As many financial authorities worldwide struggle to properly classify Bitcoin (BTC) and other cryptocurrencies, the Commercial Court of Nanterre in France has decided to qualify Bitcoin as a “fungible intangible asset” that is “interchangeable but not individualizable” on February 26, according to French media Les Echos. This puts Bitcoin on equal ground with other fiat currencies according to French financial regulations.
Legal cases involving cryptocurrency are known to be tricky due to vague crypto regulations or existing regulatory loopholes when laws do not provide an all-encompassing guideline to govern crypto and crypto-related businesses. So far, only a handful of countries have properly and legally classified Bitcoin; Japan was the first to recognize Bitcoin as money in 2016, while Wyoming in the United States classified cryptocurrencies as money in early 2019.
The French court had to take a stand on Bitcoin as a result of a legal dispute between a France-based crypto exchange platform Paymium, and alternative asset investment firm Bitspread, which is based in the United Kingdom.
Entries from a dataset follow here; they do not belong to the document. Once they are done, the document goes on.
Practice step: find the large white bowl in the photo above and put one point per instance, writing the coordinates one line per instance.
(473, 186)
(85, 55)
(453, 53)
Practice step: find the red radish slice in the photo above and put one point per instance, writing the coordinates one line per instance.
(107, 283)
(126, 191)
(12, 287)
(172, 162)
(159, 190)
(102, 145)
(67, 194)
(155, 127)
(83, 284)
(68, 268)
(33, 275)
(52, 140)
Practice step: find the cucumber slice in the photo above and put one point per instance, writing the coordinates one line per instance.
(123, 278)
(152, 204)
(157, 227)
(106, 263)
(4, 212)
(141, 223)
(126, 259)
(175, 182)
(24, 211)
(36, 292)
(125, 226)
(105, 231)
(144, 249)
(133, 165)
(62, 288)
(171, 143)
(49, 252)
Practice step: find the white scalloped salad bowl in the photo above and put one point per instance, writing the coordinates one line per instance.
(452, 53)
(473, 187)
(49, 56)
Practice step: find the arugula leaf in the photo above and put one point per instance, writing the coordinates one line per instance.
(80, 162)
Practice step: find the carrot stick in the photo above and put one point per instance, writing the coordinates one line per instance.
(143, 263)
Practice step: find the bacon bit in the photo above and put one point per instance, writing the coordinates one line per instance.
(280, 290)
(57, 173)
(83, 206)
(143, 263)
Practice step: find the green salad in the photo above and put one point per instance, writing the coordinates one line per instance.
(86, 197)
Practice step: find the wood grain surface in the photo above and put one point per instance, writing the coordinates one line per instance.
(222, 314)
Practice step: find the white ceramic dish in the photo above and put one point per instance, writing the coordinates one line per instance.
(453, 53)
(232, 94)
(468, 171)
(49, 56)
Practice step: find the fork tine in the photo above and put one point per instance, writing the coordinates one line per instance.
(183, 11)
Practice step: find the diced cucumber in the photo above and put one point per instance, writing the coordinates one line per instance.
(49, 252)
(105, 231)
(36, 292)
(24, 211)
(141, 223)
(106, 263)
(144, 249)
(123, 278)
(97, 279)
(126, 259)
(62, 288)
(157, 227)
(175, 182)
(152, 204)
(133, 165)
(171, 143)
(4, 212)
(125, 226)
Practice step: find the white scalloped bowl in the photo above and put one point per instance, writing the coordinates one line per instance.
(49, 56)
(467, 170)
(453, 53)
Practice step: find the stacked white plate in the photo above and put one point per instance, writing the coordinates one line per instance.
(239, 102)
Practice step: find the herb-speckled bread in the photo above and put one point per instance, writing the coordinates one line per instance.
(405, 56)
Both companies are in conflict over $350,000 worth of Bitcoin Cash (BCH), which Bitspread earned from the hard forking of BTC in 2017 following a loan of 1000 BTC by Paymium in 2014.
The legal classification of Bitcoin was thus paramount for the court to make a decision on the dispute. As the court has chosen to classify Bitcoin as a fungible asset akin to fiat currency, loans in Bitcoin can be considered a “consumer loan”, which means that “ownership property” belongs to the borrowing party during the lease period. Therefore, Paymium does not have any right to claim the BCH earned by Bitspread in 2017, and is comparable to shareholders of a company owning dividends.
“The scope of this decision is considerable because it allows bitcoin to be treated like money or other financial instruments. It will therefore facilitate bitcoin transactions, such as lending or repo transactions, which are growing, and thus favor the liquidity of the cryptocurrency market,” says Hubert de Vauplane, a lawyer specializing at Kramer & Levin.